There is currently a large legal vacuum present when it comes to artificial intelligence. However policymakers around the world are beginning to address AI policy challenges. Canada, China, Japan, the UK, the US, and the EU have launched strategies to promote the development and commercialization of AI with a view to maintain sustained economic competitiveness after the inevitable global transition to an AI-driven economy.[9] Even in India NITI AYOG has published a “National Strategy for Artificial Intelligence” in June, 2018.

Therefore the main concept behind Artificial Intelligence Law is to research on and contribute to ensuring that Artificial Intelligence continues to grow, while imposing such restrictions as are required for keeping such technology within the confines of ethics, justice, social norms, values and reasonableness.

[1]Spencer, M. (2019). Artificial Intelligence Regulation May Be Impossible. [online] Available at: [Accessed 24 May 2019].

[2]Belton, K. (2019). How Should AI Be Regulated?. [online] IndustryWeek. Available at: [Accessed 24 May 2019].

[3]NitiAayog, National Strategy for Artificial Intelligence, June 2018

[4]Stone, P., Brooks, R., Brynjolfsson, E., Calo, R., Etzioni, O., Hager, G., Hirschberg, J., Kalyanakrishnan, S., Kamar, E., Kraus, S. and Leyton-Brown, K., 2016. Artificial intelligence and life in 2030.One Hundred Year Study on Artificial Intelligence: Report of the 2015-2016 Study Panel.

[5] Ibid.

[6]Dizikes, P. (2019). AI, the law, and our future.

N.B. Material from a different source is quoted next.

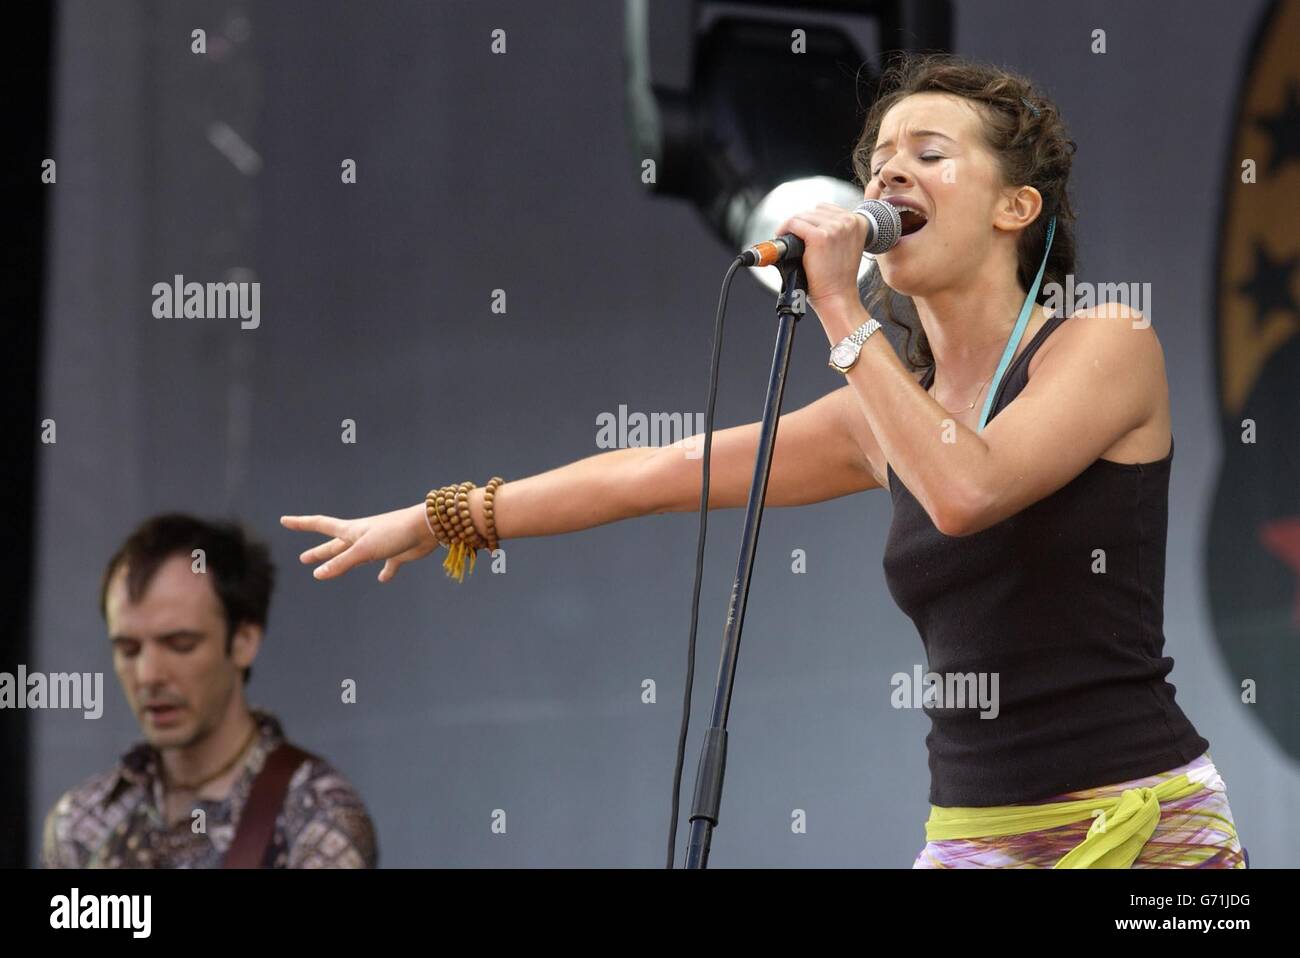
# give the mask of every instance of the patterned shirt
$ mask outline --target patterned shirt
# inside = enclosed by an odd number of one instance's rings
[[[140,743],[111,772],[63,794],[45,819],[46,868],[220,868],[253,780],[284,741],[274,716],[254,710],[258,734],[244,769],[221,801],[196,800],[203,816],[168,825],[158,752]],[[276,817],[266,868],[374,868],[374,826],[360,796],[327,762],[294,772]]]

MIT News. Available at: [Accessed 23 May 2019].

[7]Kohli, S. (2015). Bill Gates joins Elon Musk and Stephen Hawking in saying artificial intelligence is scary. [online] Quartz. Available at: [Accessed 24 May 2019].

[8]Erdélyi, O.J. and Goldsmith, J., 2018, December.Regulating artificial intelligence: Proposal for a global solution.In Proceedings of the 2018 AAAI/ACM Conference on AI, Ethics, and Society (pp. 95-101).ACM.

[9]Viola, R. (2017). The future of robotics and artificial intelligence in Europe – Digital Single Market – European Commission.


Digital Single Market – European Commission. Available at: [Accessed 24 May 2019].